“Torture psicologiche e fisiche”, le lettere del killer e fratello di Alice Scagni

Le lettere scritte in carcere da Alberto Scagni, killer della sorella Alice, dividono accusa e difesa: per i periti atteggiamento manipolatorio e vittimista

“Torture psicologiche e fisiche”, le lettere del killer e fratello di Alice Scagni

Sarà il 4 aprile l’udienza preliminare nel processo per l’assassinio di Alice Scagni. Per il delitto è stato rinviato a giudizio il fratello Alberto, accusato di omicidio volontario aggravato dalla premeditazione e dalla crudeltà. L’1 maggio 2022 Alice era uscita di casa, a Quinto in provincia di Genova, per portare a spasso il cane: ad attenderla per strada il fratello, che avrebbe iniziato a litigare con lei per poi accoltellarla più e più volte.

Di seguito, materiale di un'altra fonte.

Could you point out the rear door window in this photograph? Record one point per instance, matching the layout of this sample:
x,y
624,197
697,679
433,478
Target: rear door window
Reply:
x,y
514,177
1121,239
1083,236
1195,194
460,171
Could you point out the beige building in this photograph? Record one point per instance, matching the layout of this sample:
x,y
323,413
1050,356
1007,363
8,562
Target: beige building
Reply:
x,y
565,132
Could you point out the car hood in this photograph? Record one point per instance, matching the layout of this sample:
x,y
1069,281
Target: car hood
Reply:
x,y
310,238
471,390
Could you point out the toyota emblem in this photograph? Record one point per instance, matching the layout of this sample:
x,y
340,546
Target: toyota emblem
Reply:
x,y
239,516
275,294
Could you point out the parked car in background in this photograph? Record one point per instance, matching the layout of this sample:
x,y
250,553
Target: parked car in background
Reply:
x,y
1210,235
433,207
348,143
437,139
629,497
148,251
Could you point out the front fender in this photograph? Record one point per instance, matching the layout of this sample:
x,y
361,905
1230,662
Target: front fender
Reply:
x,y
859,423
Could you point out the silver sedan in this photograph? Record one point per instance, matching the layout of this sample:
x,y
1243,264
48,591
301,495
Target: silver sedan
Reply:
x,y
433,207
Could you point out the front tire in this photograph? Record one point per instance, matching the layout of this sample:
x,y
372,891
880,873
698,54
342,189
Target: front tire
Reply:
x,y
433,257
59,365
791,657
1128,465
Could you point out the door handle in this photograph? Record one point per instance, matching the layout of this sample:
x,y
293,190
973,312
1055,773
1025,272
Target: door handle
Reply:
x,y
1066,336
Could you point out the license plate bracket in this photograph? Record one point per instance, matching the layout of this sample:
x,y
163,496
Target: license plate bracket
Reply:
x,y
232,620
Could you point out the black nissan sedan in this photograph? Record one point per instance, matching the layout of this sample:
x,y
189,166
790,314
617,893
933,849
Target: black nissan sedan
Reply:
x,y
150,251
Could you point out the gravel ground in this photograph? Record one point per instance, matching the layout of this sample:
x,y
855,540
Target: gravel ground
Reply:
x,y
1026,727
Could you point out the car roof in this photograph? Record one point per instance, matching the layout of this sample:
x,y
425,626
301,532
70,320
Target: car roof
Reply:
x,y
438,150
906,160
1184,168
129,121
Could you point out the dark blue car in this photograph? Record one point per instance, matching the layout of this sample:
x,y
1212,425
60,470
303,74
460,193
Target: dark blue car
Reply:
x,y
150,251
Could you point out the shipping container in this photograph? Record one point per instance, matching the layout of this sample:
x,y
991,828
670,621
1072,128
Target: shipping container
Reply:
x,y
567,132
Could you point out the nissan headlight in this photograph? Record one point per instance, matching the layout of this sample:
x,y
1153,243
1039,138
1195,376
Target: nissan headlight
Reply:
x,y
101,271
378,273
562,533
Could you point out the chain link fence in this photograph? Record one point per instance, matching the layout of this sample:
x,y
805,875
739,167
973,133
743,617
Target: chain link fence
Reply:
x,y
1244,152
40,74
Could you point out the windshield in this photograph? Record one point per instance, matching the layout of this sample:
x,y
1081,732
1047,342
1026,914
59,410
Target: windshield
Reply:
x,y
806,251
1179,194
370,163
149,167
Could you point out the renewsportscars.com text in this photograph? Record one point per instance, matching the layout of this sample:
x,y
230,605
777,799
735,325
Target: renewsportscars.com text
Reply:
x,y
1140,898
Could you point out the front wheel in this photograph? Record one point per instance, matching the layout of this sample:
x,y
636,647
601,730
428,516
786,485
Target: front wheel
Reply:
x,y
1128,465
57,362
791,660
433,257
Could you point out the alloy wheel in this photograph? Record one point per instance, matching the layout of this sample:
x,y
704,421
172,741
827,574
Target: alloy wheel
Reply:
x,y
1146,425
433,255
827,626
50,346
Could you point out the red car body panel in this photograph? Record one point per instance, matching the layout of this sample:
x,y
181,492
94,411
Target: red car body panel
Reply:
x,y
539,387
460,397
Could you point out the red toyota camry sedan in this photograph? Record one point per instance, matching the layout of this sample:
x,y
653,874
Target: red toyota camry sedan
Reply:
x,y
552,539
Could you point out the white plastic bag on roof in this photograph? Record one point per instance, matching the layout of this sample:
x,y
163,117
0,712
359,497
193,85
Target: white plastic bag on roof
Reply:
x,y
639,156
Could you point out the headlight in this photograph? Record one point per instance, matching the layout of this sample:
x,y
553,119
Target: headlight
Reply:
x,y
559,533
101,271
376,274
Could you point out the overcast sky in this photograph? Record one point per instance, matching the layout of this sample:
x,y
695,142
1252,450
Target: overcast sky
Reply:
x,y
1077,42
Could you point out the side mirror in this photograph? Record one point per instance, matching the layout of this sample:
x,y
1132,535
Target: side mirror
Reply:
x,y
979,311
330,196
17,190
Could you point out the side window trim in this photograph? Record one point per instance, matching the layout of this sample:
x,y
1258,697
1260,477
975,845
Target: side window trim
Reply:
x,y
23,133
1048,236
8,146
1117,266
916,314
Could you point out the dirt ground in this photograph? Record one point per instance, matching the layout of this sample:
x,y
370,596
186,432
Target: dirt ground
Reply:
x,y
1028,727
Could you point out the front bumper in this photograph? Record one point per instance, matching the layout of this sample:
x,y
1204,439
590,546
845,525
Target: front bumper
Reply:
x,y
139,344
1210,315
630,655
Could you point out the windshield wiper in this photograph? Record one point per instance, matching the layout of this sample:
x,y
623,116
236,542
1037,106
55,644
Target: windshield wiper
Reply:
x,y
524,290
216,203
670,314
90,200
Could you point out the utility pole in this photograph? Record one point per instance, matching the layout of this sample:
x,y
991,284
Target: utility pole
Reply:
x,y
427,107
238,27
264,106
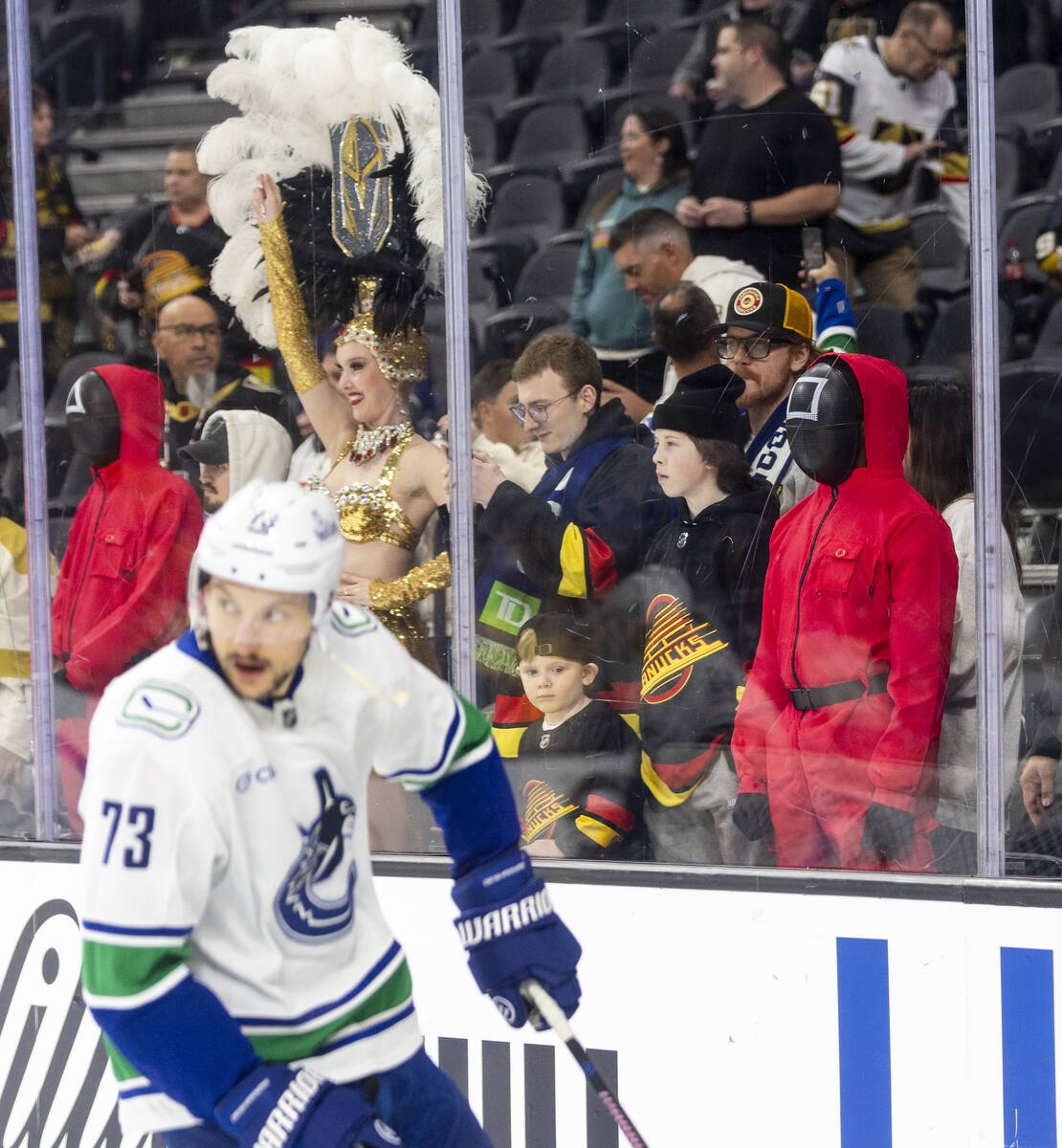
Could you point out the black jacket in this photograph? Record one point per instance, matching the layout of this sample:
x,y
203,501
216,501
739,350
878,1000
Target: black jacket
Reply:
x,y
703,600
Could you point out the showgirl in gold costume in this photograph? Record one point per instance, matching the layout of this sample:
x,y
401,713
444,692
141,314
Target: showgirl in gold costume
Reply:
x,y
386,481
353,136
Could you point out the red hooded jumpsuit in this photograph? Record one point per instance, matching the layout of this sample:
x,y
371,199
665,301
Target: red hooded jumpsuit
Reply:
x,y
122,588
861,581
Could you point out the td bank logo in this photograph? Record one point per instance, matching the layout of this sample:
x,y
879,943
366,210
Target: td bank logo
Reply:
x,y
508,608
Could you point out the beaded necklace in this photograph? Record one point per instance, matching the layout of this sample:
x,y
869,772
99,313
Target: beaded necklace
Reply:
x,y
371,441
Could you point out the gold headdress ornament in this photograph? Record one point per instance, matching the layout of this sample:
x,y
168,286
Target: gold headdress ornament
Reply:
x,y
402,357
351,133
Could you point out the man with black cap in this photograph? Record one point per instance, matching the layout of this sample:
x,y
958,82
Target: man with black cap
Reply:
x,y
236,447
704,581
123,581
581,531
836,733
767,338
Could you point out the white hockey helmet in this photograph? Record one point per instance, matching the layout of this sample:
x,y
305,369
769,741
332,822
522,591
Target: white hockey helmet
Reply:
x,y
273,537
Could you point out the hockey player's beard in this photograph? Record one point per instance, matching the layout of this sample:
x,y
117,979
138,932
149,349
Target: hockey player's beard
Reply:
x,y
279,680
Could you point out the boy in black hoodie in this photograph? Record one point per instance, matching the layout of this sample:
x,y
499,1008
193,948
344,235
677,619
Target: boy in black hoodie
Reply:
x,y
575,775
704,580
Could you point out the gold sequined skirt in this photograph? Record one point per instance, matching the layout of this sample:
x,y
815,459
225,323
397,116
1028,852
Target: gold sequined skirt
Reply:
x,y
406,627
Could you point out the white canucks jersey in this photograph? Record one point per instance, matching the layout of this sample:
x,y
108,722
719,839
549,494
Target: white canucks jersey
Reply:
x,y
227,841
876,115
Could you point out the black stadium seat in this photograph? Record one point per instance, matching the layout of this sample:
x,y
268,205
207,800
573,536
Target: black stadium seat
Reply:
x,y
1030,396
550,141
543,298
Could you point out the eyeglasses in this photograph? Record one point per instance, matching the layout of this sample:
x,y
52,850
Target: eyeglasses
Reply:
x,y
941,56
757,347
188,330
537,411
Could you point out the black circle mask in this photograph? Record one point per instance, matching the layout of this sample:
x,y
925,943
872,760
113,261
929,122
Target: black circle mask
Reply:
x,y
92,417
825,422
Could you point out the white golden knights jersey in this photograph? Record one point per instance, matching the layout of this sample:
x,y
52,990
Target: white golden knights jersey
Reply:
x,y
227,841
876,114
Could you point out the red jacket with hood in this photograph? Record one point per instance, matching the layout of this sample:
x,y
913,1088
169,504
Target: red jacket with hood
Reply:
x,y
861,581
123,583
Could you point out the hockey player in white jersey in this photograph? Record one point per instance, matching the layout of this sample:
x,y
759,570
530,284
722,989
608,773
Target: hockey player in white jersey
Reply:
x,y
894,107
234,952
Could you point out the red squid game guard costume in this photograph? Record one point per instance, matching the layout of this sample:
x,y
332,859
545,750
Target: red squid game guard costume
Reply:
x,y
843,706
122,589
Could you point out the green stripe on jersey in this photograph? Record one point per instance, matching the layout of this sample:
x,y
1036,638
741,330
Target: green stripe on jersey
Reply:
x,y
395,991
476,734
122,1068
476,729
124,970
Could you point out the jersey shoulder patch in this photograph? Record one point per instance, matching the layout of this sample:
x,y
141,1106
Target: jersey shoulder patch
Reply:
x,y
161,709
351,621
256,383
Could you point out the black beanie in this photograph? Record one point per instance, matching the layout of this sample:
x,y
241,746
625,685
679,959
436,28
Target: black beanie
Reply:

Sono state diffuse da Repubblica le parole che Alberto Scagni ha scritto alla psicologa del carcere di Marassi, tra le quali si legge: “Penso a quello che oggi ho detto durante la perizia psichiatrica; visto che sono a Marassi imputato per aver dato diciannove coltellate a mia sorella. Alice Scagni. Torturato psicologicamente. Che cosa brutta. Chissà come sta mia sorella”. Alberto è in carcere dallo scorso maggio e per lui si è da poco conclusa l’inchiesta a suo carico. E nelle sue lettere sembra averne per tutti.

Come è emerso dalle indagini ci sarebbe stata infatti aperta ostilità da parte di Alberto verso Gianluca, il cognato, tanto da scrivere: “Mi è capitato di domandarmi per quale motivo il marito di mia sorella abbia affermato che ‘vivessero con la costante paura di trovare me fuori dalla porta di casa’ e vivendo con la costante paura di trovarsi me fuori dalla porta di casa, dal palazzo non sia uscito lui”.

Tra presunte allucinazioni lamentate nelle lettere - come apparizioni di personale medico, tra cui una psichiatra somigliante a una pornodiva, e altri detenuti inesistenti - emerge anche una certa intolleranza all’ambiente carcerario, che viene paragonato all’ambiente famigliare, al punto che Alberto Scagni scrive ancora alla psicologa: “Notte. Non riesco a dormire. Torture psicologiche simili a quelle che subivo quando ero a casa... C’è un motivo particolare per cui dovrei sopportare pagliacci e pagliacciate anche dentro il carcere? Me lo chiedo, e la risposta che mi do è che se anche ci fosse, non avrebbe nulla a che fare con la legge. Lei che legge mi dia una risposta. La dia anche ai giudici nel caso in cui le faranno domande. Ho subito torture psicologiche e fisiche per mesi mentre ero a casa. Non accetto, né tollero, che queste str… si ripetano qui in carcere”.

I periti che hanno visitato l’imputato in carcere hanno parlato di vittimismo, di tratti manipolatori rilevati anche in incidente probatorio, ma anche di

semi-infermità che tuttavia parrebbe non aver alterato la capacità di “stare in giudizio”. Secondo i difensori di Alberto queste missive evidenzierebbero invece la totale incapacità di intendere e di volere.